Some of the G3P molecules produced are used to regenerate RuBP, while others are utilized to synthesize glucose and other carbohydrates.
Regeneration of the CO2 Acceptor:
The remaining G3P molecules in the cycle undergo additional reactions to regenerate the initial CO2 acceptor molecule, RuBP.
ATP is consumed in these reactions to rebuild the RuBP molecules, preparing them for another round of carbon fixation.
The Calvin cycle is a cyclic process - some of the intermediate compounds are recycled to sustain the continuous production of carbohydrates.
The cycle must occur multiple times to generate one glucose molecule, as six cycles are required to fix six molecules of CO2.
The Calvin cycle is crucial for the synthesis of organic molecules, including glucose.
The ATP and NADPH produced during the light reactions power the Calvin cycle's energy-demanding reactions.
C4 Pathway/ Hatch & Slack Pathway
The C4 pathway is an alternative photosynthetic pathway that some plants have evolved to enhance carbon dioxide (CO2) fixation, particularly in hot and dry environments.
The C4 pathway is found in plants such as maize (corn), sugarcane, sorghum, and certain grasses.

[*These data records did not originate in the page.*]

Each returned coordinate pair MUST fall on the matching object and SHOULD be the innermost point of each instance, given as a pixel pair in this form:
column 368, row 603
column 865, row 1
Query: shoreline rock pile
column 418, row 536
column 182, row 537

The CO2 fixation step occurs in specialized cells called mesophyll cells, which are located near the surface of the leaf.
In mesophyll cells, CO2 combines with a three-carbon molecule, phosphoenolpyruvate (PEP), to form a four-carbon compound called oxaloacetate (OAA) in the presence of the enzyme PEP carboxylase.
OAA, is converted to malate or aspartate and transported to bundle sheath cells deeper within the leaf.
In the bundle sheath cells, CO2 is released from the transported compounds and enters the Calvin cycle.
The separation of CO2 fixation and the Calvin cycle into different cells reduces the effects of photorespiration and increases the efficiency of carbon fixation, especially under high light and high-temperature conditions.
Overall, the C4 pathway allows plants to minimize water loss
through reduced stomatal opening,
increase photosynthetic efficiency,
adapt to environments with high light, high temperature, and low CO2 conditions.
CAM Pathway
The CAM pathway is a specialized form of photosynthesis observed in certain plants, particularly succulents, that grow in arid or semi-arid environments.
CAM plants: cacti, pineapple, and some orchids.
The CAM pathway allows plants to conserve water:
by opening their stomata
and conducting gas exchange during the night when temperatures are cooler and humidity is higher.
During the night, CAM plants open their stomata and take in carbon dioxide, then convert into a four-carbon organic acid called malate.
The malate is stored in large vacuoles until the following day.
During the day, the stored malate is broken down releasing CO2 that enters the Calvin cycle for photosynthesis, which enables carbohydrate synthesis and the production of glucose.
The CAM pathway allows plants to efficiently use CO2 by storing it at night and releasing it during the day, avoiding excessive water loss through transpiration.
This pathway maximizes water-use efficiency in arid environments where water availability is limited.
CAM plants have adapted their leaf anatomy and physiology to carry out this pathway, including specialized cells and biochemical mechanisms that regulate the storage and release of CO2.
The CAM pathway is an example of a plant's ability to adapt to water-stressed conditions and efficiently utilize available resources.